FUNDAMENTAL RIGHT Children have the fundamental right to attend a school that is safe. Unfortunately, the Florida primary and secondary education system is myopically focused on test scores. Good scores on the Florida Comprehensive Assessment Test set the benchmark for whether a school is considered a good school.
Crime and violence in schools don’t get the same recognition. In fact, a parent can’t find those statistics on Escambia County Public School District’s website. You can see a school’s FCAT scores, its holiday schedule and the school lunch menu, but not how many fights, assaults or sex offenses. Florida law lets you transfer your child out of a school with failing FCAT scores, but not because the school leads the district in battery.

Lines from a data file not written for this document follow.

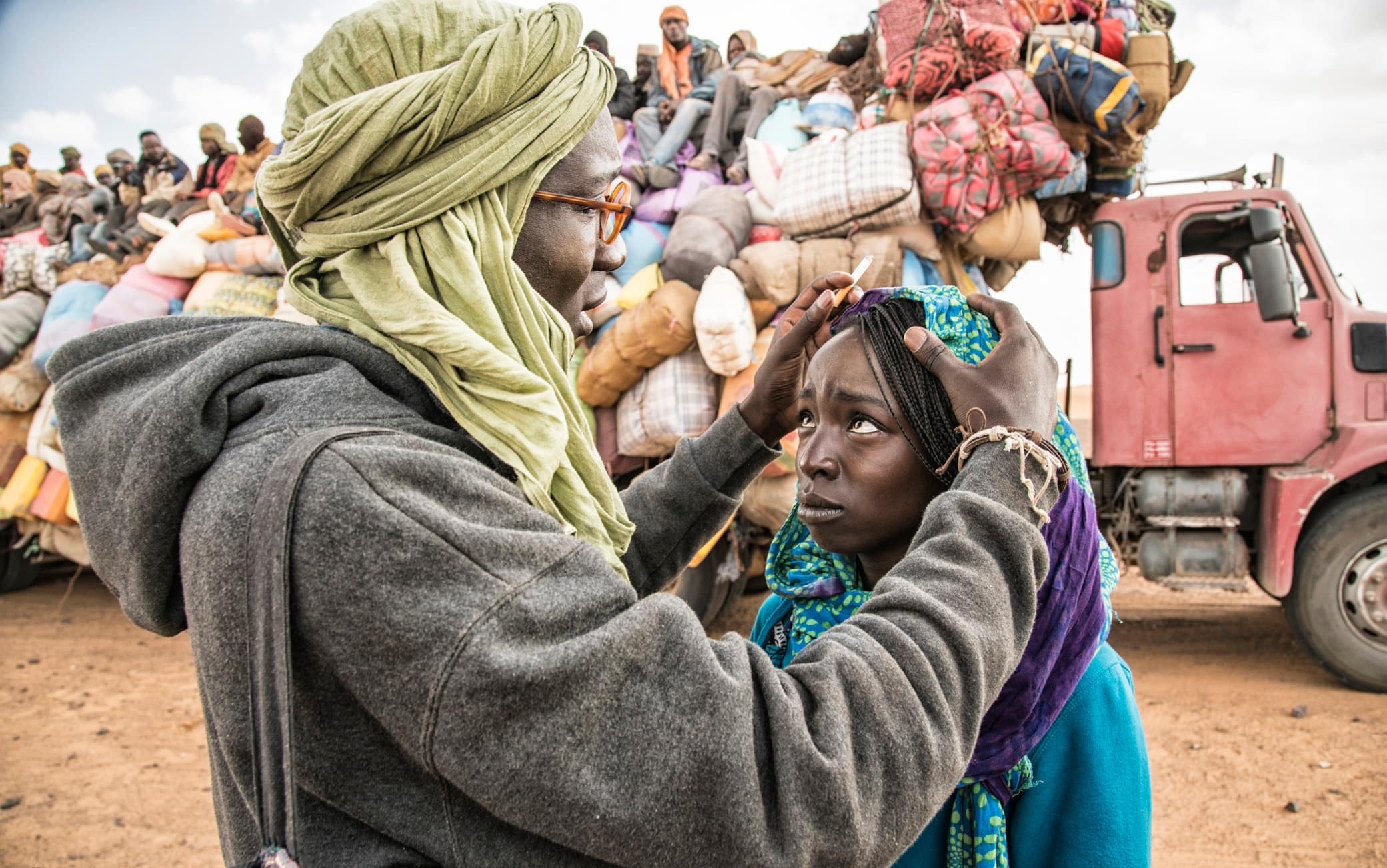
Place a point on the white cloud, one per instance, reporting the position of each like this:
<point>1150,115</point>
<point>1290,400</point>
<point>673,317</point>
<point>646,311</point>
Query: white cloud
<point>289,41</point>
<point>201,99</point>
<point>43,125</point>
<point>131,103</point>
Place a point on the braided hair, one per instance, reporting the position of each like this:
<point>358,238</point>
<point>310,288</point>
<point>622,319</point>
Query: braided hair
<point>922,397</point>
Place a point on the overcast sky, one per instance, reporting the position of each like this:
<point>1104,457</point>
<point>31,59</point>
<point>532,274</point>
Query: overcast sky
<point>1270,79</point>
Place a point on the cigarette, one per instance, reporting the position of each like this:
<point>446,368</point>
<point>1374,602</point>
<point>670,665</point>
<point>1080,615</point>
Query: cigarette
<point>858,275</point>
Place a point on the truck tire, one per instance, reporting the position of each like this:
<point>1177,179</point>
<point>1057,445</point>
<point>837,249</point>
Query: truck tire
<point>700,587</point>
<point>1338,603</point>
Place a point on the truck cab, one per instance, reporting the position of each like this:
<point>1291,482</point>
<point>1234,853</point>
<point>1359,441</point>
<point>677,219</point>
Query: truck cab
<point>1240,412</point>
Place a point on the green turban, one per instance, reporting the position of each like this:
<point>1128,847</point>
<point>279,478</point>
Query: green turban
<point>418,132</point>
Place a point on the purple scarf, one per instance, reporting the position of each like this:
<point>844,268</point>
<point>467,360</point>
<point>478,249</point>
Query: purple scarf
<point>1070,617</point>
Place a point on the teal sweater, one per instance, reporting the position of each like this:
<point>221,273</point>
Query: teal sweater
<point>1092,805</point>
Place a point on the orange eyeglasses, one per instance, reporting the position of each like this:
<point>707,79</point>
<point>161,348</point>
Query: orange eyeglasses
<point>616,209</point>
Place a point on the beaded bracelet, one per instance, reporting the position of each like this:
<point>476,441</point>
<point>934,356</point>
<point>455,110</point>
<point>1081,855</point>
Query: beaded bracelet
<point>1027,444</point>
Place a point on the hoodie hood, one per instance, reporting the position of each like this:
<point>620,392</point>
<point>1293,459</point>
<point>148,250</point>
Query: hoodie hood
<point>601,41</point>
<point>748,42</point>
<point>146,408</point>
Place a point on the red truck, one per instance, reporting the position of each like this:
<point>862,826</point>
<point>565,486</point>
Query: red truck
<point>1239,418</point>
<point>1240,412</point>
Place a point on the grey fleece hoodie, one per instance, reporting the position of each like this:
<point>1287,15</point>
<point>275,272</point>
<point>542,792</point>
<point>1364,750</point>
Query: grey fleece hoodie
<point>476,688</point>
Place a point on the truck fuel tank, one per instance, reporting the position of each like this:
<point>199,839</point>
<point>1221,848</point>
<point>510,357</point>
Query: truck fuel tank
<point>1211,493</point>
<point>1192,552</point>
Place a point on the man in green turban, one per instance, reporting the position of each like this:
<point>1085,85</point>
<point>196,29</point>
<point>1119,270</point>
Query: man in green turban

To make matters worse, the schools aren’t all accurately reporting the crime and violence on their campuses, as I discovered when working on this week’s cover story, “Tarnished Turnaround.” Teachers are discouraged from writing referrals on students. Students who commit crimes or act violently aren’t always disciplined and are sent back to their classes. The teachers and school resource officers are blamed for the misconduct.
At Warrington Middle School, teachers complained that the principal and her staff were destroying referrals and not entering them in the state’s school safety database. We know of an incident of sexual misconduct on a school bus that involved several students and was investigated for weeks by the School District that didn’t get reported to the state. If such a major incident isn’t properly reported, then what is happening to the lesser ones?
Less than 40 percent of the crime and violence that is reported to the state is reported to law enforcement, according to Florida Department of Education reports. Across the state, other school districts are reporting 84 percent of the same type of incidents to their local law enforcement. Only 18 percent of the sex offenses at Escambia County schools are reported to law enforcement.
The School District has focused on drugs on campus, using drug dogs to sweep the schools daily. The School Board has approved a new drug testing policy for students that will be implemented next year. However, two of the high schools with the most reported drug possessions in the 2009-10 school year, Tate and Escambia, reported only six of their 36 drug possession incidents to the law. Had more been reported would we need the drug dogs?
Superintendent Malcolm Thomas has no explanation for the huge gap between his district and the rest of the state in reporting campus crime and violence. He says that his deans have been properly trained, and he isn’t aware of any underreporting.
That answer isn’t good enough, especially when the statistics are so overwhelmingly bad. We can’t deal with the school safety issue unless we have accurate information on what is happening in the classrooms. Parents have a right to know what the real crime and violence statistics are for the public schools.
Children have a right to safe schools.